Ademais, o Decreto nº 94.406/87, do Conselho Federal de Enfermagem, que regulamenta o exercício profissional - Lei nº 7.498, de 25 de junho de 1986, determina a consulta de enfermagem como atividade privativa do Enfermeiro. Como integrante da equipe de saúde, o enfermeiro está autorizado, também, à prescrição de medicamentos que tenham sido, previamente, aprovados em protocolos institucionais(6).

Para garantir a qualidade pré-natal, o Ministério da Saúde (MS) estabeleceu diretrizes das quais se destacam o número de consultas de, no mínimo seis, com início no primeiro trimestre, duas no segundo e três no terceiro trimestre de gestação e, por fim, de 15 em 15 dias, realizando busca ativa no caso de gestantes faltosas, com apoio dos Agentes Comunitários de Saúde(7)

O MS por meio do caderno nº 32 da Atenção Básica estabelece, ainda, o calendário de atendimentos relacionados ao pré-natal de baixo risco, conforme segue: Até a 28ª semana, as consultas são mensais, da 28ª a 36ª semana, quinzenais e semanais da 36ª a 41ª semana de gestação. A partir da portaria nº 570/2000, a primeira consulta de pré-natal deve ser realizada até o 4º mês da gestação, além de uma consulta no puerpério até 42 dias após o nascimento(8).

A Organização Mundial da Saúde (OMS) recomendou, recentemente, um número maior de consultas pré-natais, aumentando-as para, no mínimo, oito consultas de pré-natal, com vistas à qualidade da atenção pré-natal e à redução das complicações na gravidez. Ademais, o novo modelo de atenção pré-natal recomenda que as gestantes tenham a sua primeira consulta nas 12 primeiras semanas de gestação, com visitas subsequentes na 20ª, 26ª, 30ª, 34ª, 36ª, 38ª e 40ª semanas de gestação(9).

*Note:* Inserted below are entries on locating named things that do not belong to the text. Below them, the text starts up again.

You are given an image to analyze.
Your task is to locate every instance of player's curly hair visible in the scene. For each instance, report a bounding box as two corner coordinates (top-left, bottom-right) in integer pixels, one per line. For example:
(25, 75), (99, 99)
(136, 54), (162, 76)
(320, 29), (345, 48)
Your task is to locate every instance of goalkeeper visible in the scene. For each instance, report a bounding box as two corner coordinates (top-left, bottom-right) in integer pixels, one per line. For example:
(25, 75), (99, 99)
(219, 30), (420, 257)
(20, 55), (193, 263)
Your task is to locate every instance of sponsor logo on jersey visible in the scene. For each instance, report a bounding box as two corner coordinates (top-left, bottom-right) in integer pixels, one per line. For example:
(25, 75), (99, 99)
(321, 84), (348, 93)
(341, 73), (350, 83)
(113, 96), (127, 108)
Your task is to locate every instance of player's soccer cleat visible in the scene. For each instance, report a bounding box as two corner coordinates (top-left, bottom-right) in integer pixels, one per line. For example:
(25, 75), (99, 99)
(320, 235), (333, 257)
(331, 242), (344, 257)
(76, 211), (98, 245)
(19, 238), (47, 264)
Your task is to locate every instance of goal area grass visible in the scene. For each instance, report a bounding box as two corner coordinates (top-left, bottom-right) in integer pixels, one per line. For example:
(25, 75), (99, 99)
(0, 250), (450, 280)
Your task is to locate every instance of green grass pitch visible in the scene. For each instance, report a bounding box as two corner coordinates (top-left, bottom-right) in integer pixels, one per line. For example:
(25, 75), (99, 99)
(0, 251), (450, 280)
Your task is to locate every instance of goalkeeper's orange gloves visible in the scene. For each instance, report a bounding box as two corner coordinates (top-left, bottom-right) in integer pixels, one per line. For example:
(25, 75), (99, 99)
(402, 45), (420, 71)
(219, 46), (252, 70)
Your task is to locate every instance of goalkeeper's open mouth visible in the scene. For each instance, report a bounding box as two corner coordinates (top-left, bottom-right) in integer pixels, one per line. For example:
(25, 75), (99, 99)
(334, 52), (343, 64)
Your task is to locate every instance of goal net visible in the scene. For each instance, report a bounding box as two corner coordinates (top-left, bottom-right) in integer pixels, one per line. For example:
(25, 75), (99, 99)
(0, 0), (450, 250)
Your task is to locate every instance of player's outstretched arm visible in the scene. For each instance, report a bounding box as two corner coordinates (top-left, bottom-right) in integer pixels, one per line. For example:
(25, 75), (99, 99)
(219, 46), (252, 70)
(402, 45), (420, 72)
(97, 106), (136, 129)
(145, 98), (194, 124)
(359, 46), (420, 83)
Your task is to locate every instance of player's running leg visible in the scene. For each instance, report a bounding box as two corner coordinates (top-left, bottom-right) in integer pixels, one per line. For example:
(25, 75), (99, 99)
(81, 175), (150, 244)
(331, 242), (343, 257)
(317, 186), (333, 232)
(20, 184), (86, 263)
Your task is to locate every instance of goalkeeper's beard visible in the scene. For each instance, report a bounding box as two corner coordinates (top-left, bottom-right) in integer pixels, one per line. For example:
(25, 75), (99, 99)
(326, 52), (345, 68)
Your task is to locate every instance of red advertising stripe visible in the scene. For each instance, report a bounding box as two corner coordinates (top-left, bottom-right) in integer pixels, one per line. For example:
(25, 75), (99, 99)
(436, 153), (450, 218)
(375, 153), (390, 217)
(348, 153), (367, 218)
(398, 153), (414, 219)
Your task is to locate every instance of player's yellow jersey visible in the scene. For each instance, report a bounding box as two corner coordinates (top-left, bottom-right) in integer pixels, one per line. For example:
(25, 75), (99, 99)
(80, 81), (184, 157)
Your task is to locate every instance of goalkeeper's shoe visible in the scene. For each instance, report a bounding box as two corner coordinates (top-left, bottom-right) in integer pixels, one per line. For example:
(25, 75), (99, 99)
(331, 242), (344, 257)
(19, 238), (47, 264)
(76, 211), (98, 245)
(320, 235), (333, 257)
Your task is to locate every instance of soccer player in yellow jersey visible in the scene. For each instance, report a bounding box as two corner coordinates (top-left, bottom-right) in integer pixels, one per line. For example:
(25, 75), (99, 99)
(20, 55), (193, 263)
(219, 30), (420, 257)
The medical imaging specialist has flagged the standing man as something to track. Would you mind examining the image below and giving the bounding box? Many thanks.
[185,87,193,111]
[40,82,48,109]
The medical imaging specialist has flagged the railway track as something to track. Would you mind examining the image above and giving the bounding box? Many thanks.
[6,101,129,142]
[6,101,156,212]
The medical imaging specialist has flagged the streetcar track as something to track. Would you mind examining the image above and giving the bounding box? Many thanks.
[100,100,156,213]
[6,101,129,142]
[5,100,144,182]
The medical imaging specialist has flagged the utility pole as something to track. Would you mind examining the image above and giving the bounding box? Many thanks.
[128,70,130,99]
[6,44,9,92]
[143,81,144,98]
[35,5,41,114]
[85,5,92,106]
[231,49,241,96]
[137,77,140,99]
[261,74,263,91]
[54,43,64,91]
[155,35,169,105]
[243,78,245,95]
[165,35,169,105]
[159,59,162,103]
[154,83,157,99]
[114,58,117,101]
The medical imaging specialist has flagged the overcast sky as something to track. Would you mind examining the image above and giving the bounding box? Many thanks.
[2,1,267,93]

O enfermeiro ocupa papel central na condução da assistência pré-natal de qualidade, pela habilidade de atuar com estratégias proativas de acolhimento que visam tanto à promoção, proteção e educação em saúde, quanto o empoderamento da gestante em relação à escolha do tipo de parto. Para tanto, o enfermeiro deve apoiar-se em tecnologias como a consulta de enfermagem pré-natal, que tem o potencial de identificar demandas e, a partir de um plano sistematizado de cuidados, estabelecer prioridades de intervenção(10).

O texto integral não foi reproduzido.